Wir nehmen pro Tag mindestens fünf Patient:innen mit akuten Atemwegserkrankungen in die Kinderklinik auf, die intensivmedizinisch versorgt werden müssen. Meist handelt es sich um Säuglinge und junge Kleinkinder. Natürlich läuft der übliche Betrieb mit Aufnahmen auf der Normalstation weiter. Das bedeutet eine sehr hohe Auslastung der verfügbaren Betten. Bisher konnten wir in unserer Kinderklinik alle Patient:innen noch vor Ort behandeln. Dies ist dem großen persönlichen Einsatz unserer Pflegekräfte und Ärzt:innen zu verdanken.
Ist dieser Engpass nur dem aktuellen RS-Virus geschuldet?
Nein, diese Entwicklung zeichnet sich bereits seit Jahren ab. Ein Problem dahinter ist die Unterfinanzierung von Kinderkliniken in Deutschland. Jedes Jahr in den Herbst- und Wintermonaten sind Kinderarztpraxen und Kinderkliniken überfüllt. Auch sonst kommen Kinder selten zu geplanten Behandlungen ins Krankenhaus, sondern meist als ungeplante Notfälle. Das ist wirtschaftlich schwer zu kalkulieren, zumal die Vorhaltung von medizinischen Geräten und Personal rund um die Uhr nicht ausreichend finanziert wird. Das an Erwachsenen orientierte DRG-System passt nicht auf diese Situation, das heißt, Kinderkliniken rechnen sich schlicht nicht. Immer mehr müssen daher schließen oder bauen zumindest Betten ab und damit auch das Fachpersonal.
Kinderkrankenpfleger:in war für viele junge Menschen ein attraktiver Beruf. Warum gibt es dann in diesem Bereich so wenig Pflegepersonal?
Mit dem Bettenabbau in der Kinder- und Jugendmedizin wurde auch immer weniger qualifiziertes Personal ausgebildet und beschäftigt. Dieses Personal fehlt jetzt. Die im Jahr 2020 eingeführte generalistische Pflegeausbildung führt außerdem dazu, dass überwiegend für die Erwachsenenpflege ausgebildet wird. Eine mögliche Aufteilung der Klassen im dritten Ausbildungsjahr in Kinderkrankenpflege, Altenpflege und Krankenpflege ist schon allein wegen der fehlenden Lehrkräfte für die Pflegefachschulen nicht zu leisten. Nur noch wenige Pflegefachschulen bieten daher die Spezialisierung zur Kinderpflegefachkraft an.
Helfen die Pläne von Gesundheitsminister Karl Lauterbach, langfristig die Situation in den Kinderkliniken zu verbessern?

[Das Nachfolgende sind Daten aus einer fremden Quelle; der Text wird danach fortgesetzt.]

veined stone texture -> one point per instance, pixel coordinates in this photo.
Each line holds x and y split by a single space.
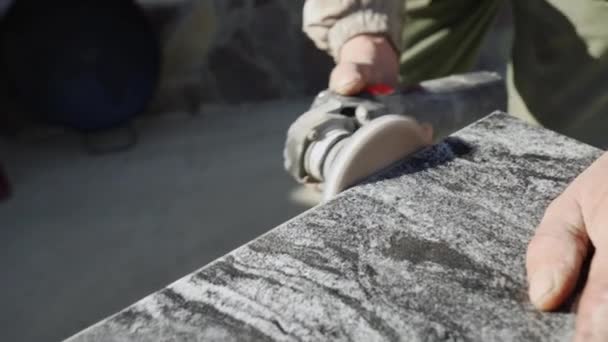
432 249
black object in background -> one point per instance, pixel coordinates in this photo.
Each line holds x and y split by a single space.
87 64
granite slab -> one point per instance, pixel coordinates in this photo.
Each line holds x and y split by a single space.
432 249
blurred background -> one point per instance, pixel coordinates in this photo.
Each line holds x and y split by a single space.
103 213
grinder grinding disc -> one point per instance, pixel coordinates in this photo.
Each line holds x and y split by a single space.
87 64
373 147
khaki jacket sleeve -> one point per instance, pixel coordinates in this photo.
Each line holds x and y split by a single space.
330 23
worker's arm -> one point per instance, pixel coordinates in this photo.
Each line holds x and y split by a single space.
363 37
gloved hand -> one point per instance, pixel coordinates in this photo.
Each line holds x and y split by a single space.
364 60
573 224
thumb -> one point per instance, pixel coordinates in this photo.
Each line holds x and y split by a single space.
556 253
349 78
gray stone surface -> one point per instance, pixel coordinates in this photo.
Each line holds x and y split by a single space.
431 250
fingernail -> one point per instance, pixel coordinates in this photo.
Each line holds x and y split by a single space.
542 284
599 323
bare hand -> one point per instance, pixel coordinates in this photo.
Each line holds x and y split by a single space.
364 60
574 223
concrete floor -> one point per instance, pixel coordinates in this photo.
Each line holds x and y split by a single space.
85 236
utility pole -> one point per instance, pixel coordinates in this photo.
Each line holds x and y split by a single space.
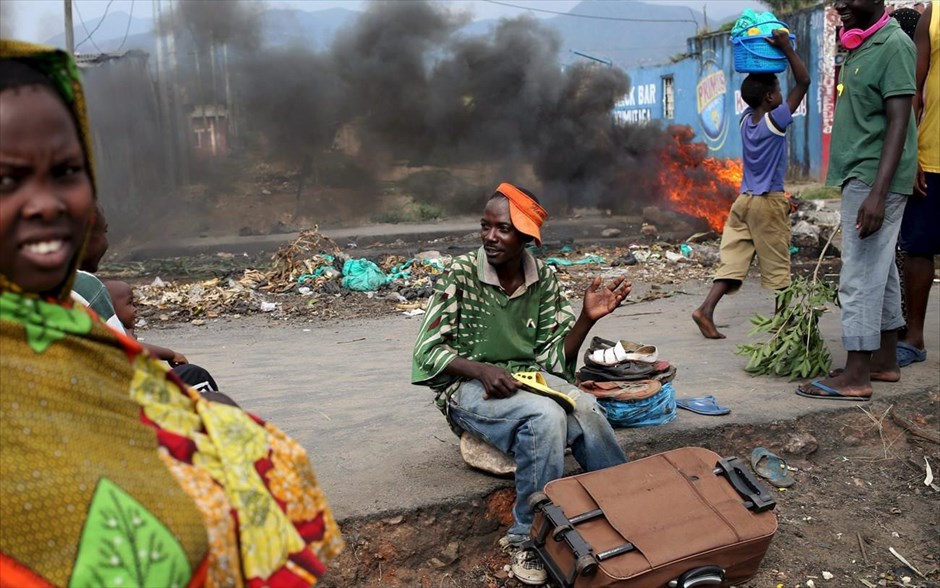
69 31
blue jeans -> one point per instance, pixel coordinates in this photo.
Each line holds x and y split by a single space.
535 430
869 288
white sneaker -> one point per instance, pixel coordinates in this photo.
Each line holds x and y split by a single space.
528 568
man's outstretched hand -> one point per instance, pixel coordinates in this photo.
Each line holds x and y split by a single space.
599 301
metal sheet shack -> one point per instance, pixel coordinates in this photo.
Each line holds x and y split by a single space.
701 89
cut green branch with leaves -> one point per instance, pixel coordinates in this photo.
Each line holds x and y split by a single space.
795 348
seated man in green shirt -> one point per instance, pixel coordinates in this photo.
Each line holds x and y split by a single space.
496 311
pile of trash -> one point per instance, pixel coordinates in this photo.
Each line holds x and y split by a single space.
312 277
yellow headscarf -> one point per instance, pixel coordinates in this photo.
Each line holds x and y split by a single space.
61 70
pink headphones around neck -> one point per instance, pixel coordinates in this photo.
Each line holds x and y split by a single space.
853 38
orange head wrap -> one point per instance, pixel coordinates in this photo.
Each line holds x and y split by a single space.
526 214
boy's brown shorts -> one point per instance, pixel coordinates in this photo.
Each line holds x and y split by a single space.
757 225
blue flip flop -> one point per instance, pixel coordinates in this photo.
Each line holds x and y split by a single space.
705 405
908 354
772 468
827 393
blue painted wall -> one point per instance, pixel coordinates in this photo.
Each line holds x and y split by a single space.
707 96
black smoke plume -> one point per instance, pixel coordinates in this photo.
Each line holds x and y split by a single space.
418 91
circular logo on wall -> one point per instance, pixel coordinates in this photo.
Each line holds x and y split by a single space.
710 97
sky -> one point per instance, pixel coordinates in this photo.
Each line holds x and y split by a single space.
38 20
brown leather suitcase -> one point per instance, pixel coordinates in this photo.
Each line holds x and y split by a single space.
680 519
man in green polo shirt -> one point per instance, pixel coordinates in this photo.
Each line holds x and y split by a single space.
873 159
496 311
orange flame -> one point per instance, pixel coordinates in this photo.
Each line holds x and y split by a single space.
696 185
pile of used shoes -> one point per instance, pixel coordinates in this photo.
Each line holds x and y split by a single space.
630 382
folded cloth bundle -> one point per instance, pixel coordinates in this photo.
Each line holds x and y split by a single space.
642 410
629 371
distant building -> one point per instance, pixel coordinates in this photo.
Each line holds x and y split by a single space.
701 90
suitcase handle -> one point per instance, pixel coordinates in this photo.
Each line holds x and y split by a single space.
756 498
703 576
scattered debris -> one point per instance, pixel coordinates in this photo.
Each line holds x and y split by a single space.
305 278
905 562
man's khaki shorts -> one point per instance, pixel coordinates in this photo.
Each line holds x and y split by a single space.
757 225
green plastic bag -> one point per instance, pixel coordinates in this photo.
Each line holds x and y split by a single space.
362 275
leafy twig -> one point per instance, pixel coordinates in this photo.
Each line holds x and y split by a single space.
795 348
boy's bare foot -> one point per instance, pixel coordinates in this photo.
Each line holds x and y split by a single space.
705 324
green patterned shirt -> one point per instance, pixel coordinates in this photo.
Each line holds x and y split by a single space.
471 316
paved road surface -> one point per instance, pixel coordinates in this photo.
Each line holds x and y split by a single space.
378 443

Kurzfristig nein: Der Vorschlag, Pflegekräfte von anderen Stationen für die Kinderstationen abzuziehen, verkennt die Situation. In allen Fachbereichen mangelt es an Pflegefachkräften, es gibt keine Station, die Pflegekräfte einfach abgeben könnte. Bei der Pflege von Kindern muss außerdem klar sein, dass sie keine kleinen Erwachsenen sind und fachpflegerische Kenntnisse vorhanden sein müssen. Langfristig eventuell ein wenig: In dem aktuellen Entwurf ist vorgesehen, dass für die Kinderkliniken - neben der weiteren Finanzierung über die Fallpauschalen - zusätzlich eine Vorhaltepauschale gezahlt wird. Wenn der Betrag auskömmlich ist, besteht die Hoffnung, dass die chronische Unterfinanzierung der Kinderkliniken etwas abgemildert wird. Unsere Kinder und die Mitarbeitenden sollten uns das wert sein.
Was braucht es in Ihren Augen für die Zukunft für eine leistungsfähige und gute Kinderkrankenpflege?

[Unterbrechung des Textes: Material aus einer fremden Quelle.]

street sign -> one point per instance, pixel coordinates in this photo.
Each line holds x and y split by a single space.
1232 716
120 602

Als Erstes braucht es ein klares Bekenntnis und eine ausreichende Finanzierung für die Kinder- und Jugendmedizin im Krankenhaus. Die generalistische Ausbildung benötigt für die Kinderkrankenpflege eine Reform. Auszubildende der Erwachsenenpflege sollen sich auf die Pflege von Erwachsenen konzentrieren und deren Einsatz in der Kinderklinik muss abgeschafft werden. Dafür muss die Spezialisierung in der Kinderkrankenpflege früher und gezielter beginnen. Am allerwichtigsten ist es aber, junge Menschen für den Pflegeberuf zu begeistern.